I thought of the policeman and his wife, who had driven us to the police station. We'd asked for their names, but preoccupied as I was I'm ashamed to say I've already forgotten. But I've not forgotten their kindness. I remember Lizi saying that she didn't think anybody in London would have pulled over if we'd got mugged, let alone chased after the culprits. I thought about something the director of a charity I was working with earlier in the summer had said to me, just a month before South Africa, across the globe in Hong Kong. "The only difference between you and someone suffering is circumstance." I very didn't deserve to make these judgments simply because I happened to be born somewhere else. I couldn't forget all that I'd learned in the three weeks of my journey.
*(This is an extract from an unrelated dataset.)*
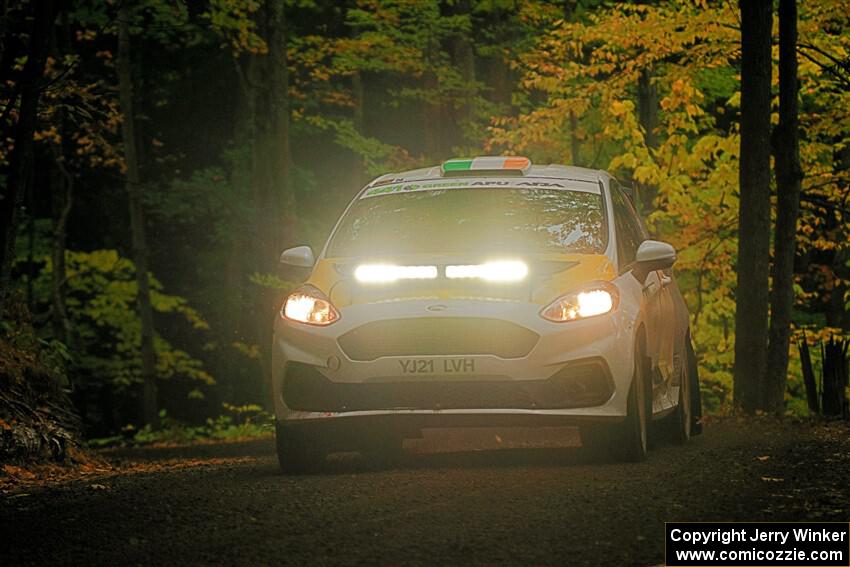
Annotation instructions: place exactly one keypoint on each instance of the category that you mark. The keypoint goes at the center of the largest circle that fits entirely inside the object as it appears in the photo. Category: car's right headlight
(596, 299)
(309, 305)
I thought about why I went traveling in the first place, about why I'd applied for this grant - why I'm doing this degree. I thought about the passion I felt on that evening of debate, when I screamed at my friends for the rights of the underprivileged. I thought about the over-used Mandela quote that still reverberates truth - "to be free is not merely to cast off one's chains, but to live in a way that respects and enhances the freedom of others." These thoughts were clearer, easier, the next morning when my friends convinced me to venture to the top of Table Mountain. The sun was shining, and Cape Town looked so beautiful from up high. I no longer doubted how much I loved this country, and how much it taught me. For giving me this gift that can never be robbed, I am grateful to the Gladstone Memorial Trust.